Advocacy is the act of creating political, economic, and social change. It is the professional responsibility of those working in healthcare to be active advocates for underserved populations where care is not optimal. This ability must be learned and practiced.

Educational opportunities are needed to address the cognitive components of suicide as a health issue and advocacy as a professional responsibility. However, the affective and procedural domains must also be addressed in order to make the transition of this knowledge to practical use. There is substantial evidence that service learning is effective in addressing attitudes towards marginalized issues. It is also a powerful mechanism to improve self-efficacy in a skill. Establishing a partnership between UMass and AFSP to develop service learning coursework to meet the goals of educating students in health-related majors in aspects of suicide prevention and advocacy would benefit both parties. Goals would include program development and evaluation.

WE ACT's Environmental Health and Justice Leadership Training (EHJLT) Program: A Tool to Help Disseminate Research to Community Members Who Live/Work in Northern Manhattan (NYC)

David Chang, WE ACT for Environmental Justice
Taylor Morton, WE ACT for Environmental Justice

8:00 AM

Background: WE ACT for Environmental Justice is a nonprofit organization whose work centers around three pillars: research, community organizing, and advocacy. Through long standing partnerships with academic institutions such as Columbia Center for Children’s Environmental Health and the NIEHS Center in Northern Manhattan, WE ACT has fostered opportunities for the translation of research conducted by both academic institutions and community members living in Northern Manhattan.

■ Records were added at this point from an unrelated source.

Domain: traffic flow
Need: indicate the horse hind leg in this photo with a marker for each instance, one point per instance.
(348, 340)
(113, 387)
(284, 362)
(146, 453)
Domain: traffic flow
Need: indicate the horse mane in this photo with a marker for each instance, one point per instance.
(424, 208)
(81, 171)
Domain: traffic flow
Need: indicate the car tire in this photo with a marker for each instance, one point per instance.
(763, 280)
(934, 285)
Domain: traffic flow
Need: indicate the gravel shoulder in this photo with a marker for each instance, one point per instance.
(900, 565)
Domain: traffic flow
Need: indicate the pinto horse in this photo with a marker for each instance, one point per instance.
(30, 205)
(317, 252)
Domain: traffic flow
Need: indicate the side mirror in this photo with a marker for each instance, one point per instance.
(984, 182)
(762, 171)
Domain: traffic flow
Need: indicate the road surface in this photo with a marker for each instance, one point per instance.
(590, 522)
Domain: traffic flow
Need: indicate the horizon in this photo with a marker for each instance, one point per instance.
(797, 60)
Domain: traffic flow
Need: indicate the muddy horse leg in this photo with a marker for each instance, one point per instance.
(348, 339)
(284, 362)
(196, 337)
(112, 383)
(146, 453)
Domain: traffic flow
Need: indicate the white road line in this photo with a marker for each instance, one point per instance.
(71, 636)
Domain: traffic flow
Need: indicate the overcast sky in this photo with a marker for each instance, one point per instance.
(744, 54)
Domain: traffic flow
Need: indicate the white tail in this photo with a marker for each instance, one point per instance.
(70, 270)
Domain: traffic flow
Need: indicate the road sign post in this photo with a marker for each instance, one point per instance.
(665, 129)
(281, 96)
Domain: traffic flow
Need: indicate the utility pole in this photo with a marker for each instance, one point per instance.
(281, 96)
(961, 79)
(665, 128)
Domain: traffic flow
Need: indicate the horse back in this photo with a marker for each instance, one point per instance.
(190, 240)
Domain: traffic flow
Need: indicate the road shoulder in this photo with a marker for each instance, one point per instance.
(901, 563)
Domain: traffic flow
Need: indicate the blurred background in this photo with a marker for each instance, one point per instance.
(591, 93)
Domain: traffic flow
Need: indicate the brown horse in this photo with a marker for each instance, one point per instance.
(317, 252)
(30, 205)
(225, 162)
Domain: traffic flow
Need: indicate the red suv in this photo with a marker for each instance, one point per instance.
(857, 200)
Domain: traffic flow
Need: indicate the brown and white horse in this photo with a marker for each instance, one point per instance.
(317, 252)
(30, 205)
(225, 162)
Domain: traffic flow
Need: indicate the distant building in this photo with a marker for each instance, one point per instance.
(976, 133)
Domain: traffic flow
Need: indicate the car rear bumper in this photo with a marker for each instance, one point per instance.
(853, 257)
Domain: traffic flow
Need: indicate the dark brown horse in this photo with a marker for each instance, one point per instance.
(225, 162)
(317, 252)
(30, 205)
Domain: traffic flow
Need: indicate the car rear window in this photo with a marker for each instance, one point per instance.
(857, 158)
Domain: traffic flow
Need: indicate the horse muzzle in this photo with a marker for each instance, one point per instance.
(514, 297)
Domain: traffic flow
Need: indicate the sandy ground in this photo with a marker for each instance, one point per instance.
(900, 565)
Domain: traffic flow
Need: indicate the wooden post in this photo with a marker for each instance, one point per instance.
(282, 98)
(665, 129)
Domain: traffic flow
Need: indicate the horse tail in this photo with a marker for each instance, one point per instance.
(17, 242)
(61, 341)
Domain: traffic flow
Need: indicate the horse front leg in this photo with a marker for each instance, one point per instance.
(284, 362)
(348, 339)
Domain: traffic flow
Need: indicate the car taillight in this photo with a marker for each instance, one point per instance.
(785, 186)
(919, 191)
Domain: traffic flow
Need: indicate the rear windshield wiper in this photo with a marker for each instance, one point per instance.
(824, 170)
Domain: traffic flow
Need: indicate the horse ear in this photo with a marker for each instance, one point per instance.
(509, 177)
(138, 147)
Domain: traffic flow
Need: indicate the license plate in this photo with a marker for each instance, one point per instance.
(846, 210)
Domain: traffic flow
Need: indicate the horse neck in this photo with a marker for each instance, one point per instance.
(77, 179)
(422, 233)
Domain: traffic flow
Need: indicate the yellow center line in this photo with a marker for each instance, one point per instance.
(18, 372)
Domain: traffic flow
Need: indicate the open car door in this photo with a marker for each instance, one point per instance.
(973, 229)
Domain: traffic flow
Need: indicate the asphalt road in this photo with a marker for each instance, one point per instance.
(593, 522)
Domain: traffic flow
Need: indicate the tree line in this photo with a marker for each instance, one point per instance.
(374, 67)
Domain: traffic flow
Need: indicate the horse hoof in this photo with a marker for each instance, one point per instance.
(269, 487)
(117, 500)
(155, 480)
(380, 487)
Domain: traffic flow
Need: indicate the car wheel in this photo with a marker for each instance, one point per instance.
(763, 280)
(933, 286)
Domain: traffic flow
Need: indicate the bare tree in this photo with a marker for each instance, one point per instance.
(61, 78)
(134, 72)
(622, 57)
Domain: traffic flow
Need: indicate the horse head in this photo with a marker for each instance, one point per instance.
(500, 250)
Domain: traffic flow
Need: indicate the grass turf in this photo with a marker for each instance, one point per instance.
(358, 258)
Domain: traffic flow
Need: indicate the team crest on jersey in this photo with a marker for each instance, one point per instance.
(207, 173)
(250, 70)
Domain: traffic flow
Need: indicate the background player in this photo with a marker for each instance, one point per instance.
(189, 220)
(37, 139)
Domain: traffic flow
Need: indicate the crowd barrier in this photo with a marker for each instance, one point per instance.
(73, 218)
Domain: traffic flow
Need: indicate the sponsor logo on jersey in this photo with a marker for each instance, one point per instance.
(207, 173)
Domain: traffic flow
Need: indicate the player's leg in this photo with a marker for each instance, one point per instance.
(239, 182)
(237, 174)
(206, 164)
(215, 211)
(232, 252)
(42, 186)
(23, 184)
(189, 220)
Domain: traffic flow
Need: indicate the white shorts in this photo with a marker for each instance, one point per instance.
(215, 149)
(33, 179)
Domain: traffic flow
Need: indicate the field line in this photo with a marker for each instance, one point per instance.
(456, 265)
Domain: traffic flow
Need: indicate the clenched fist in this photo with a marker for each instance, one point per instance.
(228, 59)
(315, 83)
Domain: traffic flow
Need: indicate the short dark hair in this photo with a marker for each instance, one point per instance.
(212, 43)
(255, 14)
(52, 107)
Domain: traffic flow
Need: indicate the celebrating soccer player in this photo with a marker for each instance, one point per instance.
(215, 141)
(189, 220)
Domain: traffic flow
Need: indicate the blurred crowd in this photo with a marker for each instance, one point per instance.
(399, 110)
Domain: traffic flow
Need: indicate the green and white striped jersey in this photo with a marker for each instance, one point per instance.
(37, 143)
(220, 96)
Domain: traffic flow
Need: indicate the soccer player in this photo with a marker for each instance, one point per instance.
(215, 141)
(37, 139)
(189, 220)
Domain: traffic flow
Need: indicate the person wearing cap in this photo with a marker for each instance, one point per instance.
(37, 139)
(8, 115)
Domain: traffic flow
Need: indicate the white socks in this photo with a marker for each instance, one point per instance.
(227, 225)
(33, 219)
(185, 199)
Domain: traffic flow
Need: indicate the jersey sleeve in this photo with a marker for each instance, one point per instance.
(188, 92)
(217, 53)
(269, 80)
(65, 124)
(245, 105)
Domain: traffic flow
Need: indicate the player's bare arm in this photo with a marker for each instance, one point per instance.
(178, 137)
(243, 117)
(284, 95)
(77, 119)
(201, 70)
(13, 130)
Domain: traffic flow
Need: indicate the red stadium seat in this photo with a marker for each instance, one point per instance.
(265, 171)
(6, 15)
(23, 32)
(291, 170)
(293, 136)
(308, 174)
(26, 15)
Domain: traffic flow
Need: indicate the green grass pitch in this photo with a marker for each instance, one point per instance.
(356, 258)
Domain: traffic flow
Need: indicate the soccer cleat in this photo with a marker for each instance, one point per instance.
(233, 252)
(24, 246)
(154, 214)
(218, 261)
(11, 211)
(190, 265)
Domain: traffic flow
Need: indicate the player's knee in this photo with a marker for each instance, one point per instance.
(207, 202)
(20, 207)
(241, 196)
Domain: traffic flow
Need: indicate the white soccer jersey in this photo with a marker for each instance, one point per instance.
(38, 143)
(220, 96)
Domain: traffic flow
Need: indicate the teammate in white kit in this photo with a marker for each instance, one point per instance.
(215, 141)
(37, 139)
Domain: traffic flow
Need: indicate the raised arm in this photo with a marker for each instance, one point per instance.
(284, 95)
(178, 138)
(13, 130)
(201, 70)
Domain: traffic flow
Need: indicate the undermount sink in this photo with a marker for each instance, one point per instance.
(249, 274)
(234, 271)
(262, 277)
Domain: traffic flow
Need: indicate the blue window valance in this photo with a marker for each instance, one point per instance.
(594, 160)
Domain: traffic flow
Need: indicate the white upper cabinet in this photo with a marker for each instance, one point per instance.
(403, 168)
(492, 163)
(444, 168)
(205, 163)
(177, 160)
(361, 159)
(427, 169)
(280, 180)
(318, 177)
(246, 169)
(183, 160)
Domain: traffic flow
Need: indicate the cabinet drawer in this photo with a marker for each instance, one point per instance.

Methods: One tool that WE ACT uses to disseminate research is the Environmental Health and Justice Leadership Training (EHJLT) Program: a 10 week course where a cohort of 25 community members are introduced to environmental concerns affecting Northern Manhattan such as Clean Air Quality, Food Justice, Toxic Products, Affordable Transportation, Healthy Indoor Environments, among others. Guest presenters who are lead investigators or have expertise in the field are also invited to share their findings.

Results/Conclusion: Surveys collected at the beginning and end of the program demonstrated an increase in environmental health literacy. Graduates of the EHJLT program build upon the knowledge they gain by participating in campaign specific working groups, lobbying to pass statewide initiatives such as the Child Safe Products Act, and giving testimony at public hearings. Translating scientific evidence into sound policy is necessary for the creation and sustainability of healthy and equitable communities. Training programs similar to the EHJLT can be a helpful and replicable model in disseminating research and fostering capacity to decrease health disparities from the ground up.